En termes d’applications de l’IA dans les RH, la SNCF donne l’exemple avec trois cas d’usages concrets. Revivez le webinar.

 

Réglementation et réponses législatives

 

Une fois de plus, l’essor fulgurant de l’intelligence artificielle (IA) dans le monde du travail suscite un débat croissant sur la nécessité d’une réglementation adéquate. Alors que l’IA promet de révolutionner de nombreux aspects du travail, des questions d’éthique, de transparence et de responsabilité se posent.

En réponse à ces préoccupations, plusieurs initiatives réglementaires et législatives ont vu le jour ces dernières années. En 2019, la Commission européenne a publié ses « Lignes directrices pour l’éthique de l’intelligence artificielle », qui définissent des principes clés tels que le respect de l’autonomie humaine, la non-discrimination et la responsabilité. L’année suivante, le Parlement européen a adopté une résolution appelant à un cadre juridique contraignant pour l’IA.

En France, le gouvernement a lancé en 2020 une stratégie nationale sur l’IA, qui inclut un volet sur l’IA et l’emploi. Cette stratégie vise à promouvoir un développement responsable de l’IA, en tenant compte des impacts potentiels sur le marché du travail. Le Conseil national du numérique a également publié un rapport en 2021 intitulé « L’intelligence artificielle et l’emploi : pour un dialogue constructif », qui propose des recommandations pour une utilisation responsable de l’IA dans le monde du travail.

Ces initiatives illustrent la prise de conscience croissante de la nécessité d’un cadre juridique pour l’IA. Cependant, il reste encore beaucoup à faire pour parvenir à un consensus international sur les principes et les règles qui régiront le développement et l’utilisation de l’IA dans le monde du travail.

 

IA et futur du travail : faut-il s’en inquiéter ?

 

Comme sur de nombreux sujets clivants, l’IA a ses détracteurs et ses évangélistes. La clé (et la difficulté quand l’on se penche sur ce sujet) est donc d’essayer de prendre de la hauteur. Mais aussi de faire preuve de réalisme : l’IA va impacter durablement les entreprises, les emplois et les modes de travail. Les progrès indéniables qu’elle permet d’accomplir en matière de productivité et d’efficacité rendent peu probables son abandon complet par les entreprises. 

 

C’est d’autant plus essentiel que selon le baromètre mondial des risques réalisé chaque année par AXA, les risques liés à l’IA et au big data sont passés de la 5ème position en 2018 à la troisième position en 2023, derrière les risques climats et les risques Cyber.
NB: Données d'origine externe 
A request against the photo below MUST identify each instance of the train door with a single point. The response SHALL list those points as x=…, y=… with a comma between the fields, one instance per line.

 Comme le rappelle le think tank #Leplusimportant avec lequel LePont mène ses travaux de recherches, « si l’usage de l’IA par les employeurs est d’abord motivé par sa capacité à améliorer la productivité (Accenture annonce 40% de gains de productivité à l’échelle mondiale d’ici 2035 grâce à l’IA), elle peut présenter plusieurs avantages pour les travailleurs eux-mêmes. Elle a le potentiel de rendre leur activité plus productive et plus facile, moins soumise à l’arbitraire, et plus intéressante. Une étude menée auprès de 10 000 travailleurs montre ainsi une augmentation de la satisfaction au travail pour ceux qui utilisent des algorithmes dans leur travail. Plus spécifiquement, l’IA peut contribuer à ce que les travailleurs soient traités avec moins de biais et de discriminations et qu’ils soient traités de façon plus personnalisée par rapport à leurs besoins et aspirations.
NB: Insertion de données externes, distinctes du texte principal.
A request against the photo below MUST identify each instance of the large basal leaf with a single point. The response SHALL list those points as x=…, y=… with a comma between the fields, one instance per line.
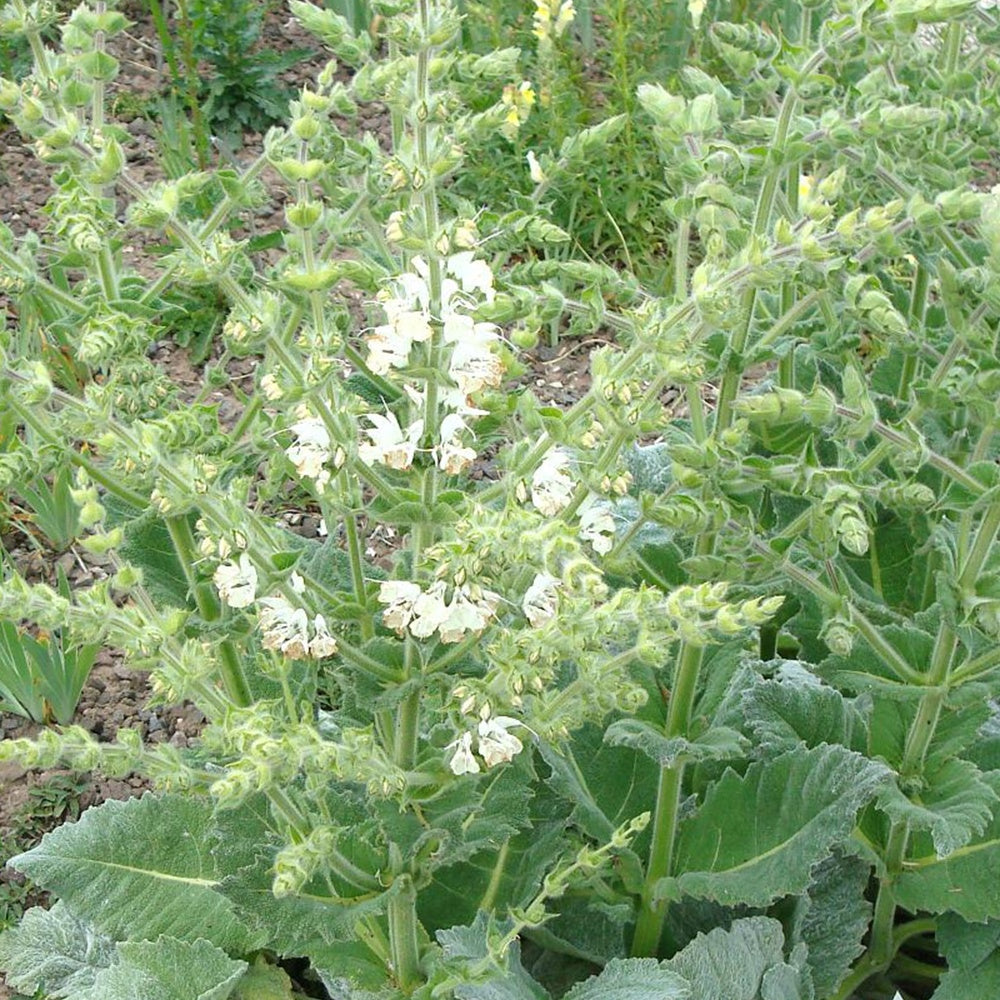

Le management algorithmique ouvre à l’inverse aussi pour les travailleurs 4 principaux types de risques négatifs : (1) surveillance abusive, (2) discriminations, (3) perte d’autonomie et risques psycho-sociaux et (4) obsolescence de compétences et perte d’employabilité. »

Il est de fait essentiel de mettre en place les dispositifs dans les entreprises pour prévenir et remédier les risques d’IA au travail afin de trouver un véritable équilibre entre impact business, sociétal, social et environnemental de l’IA en entreprise.

C’est l’occasion pour la France et pour l’Europe de dessiner un nouvel modèle d’organisation et d’usages de l’IA, plus responsables.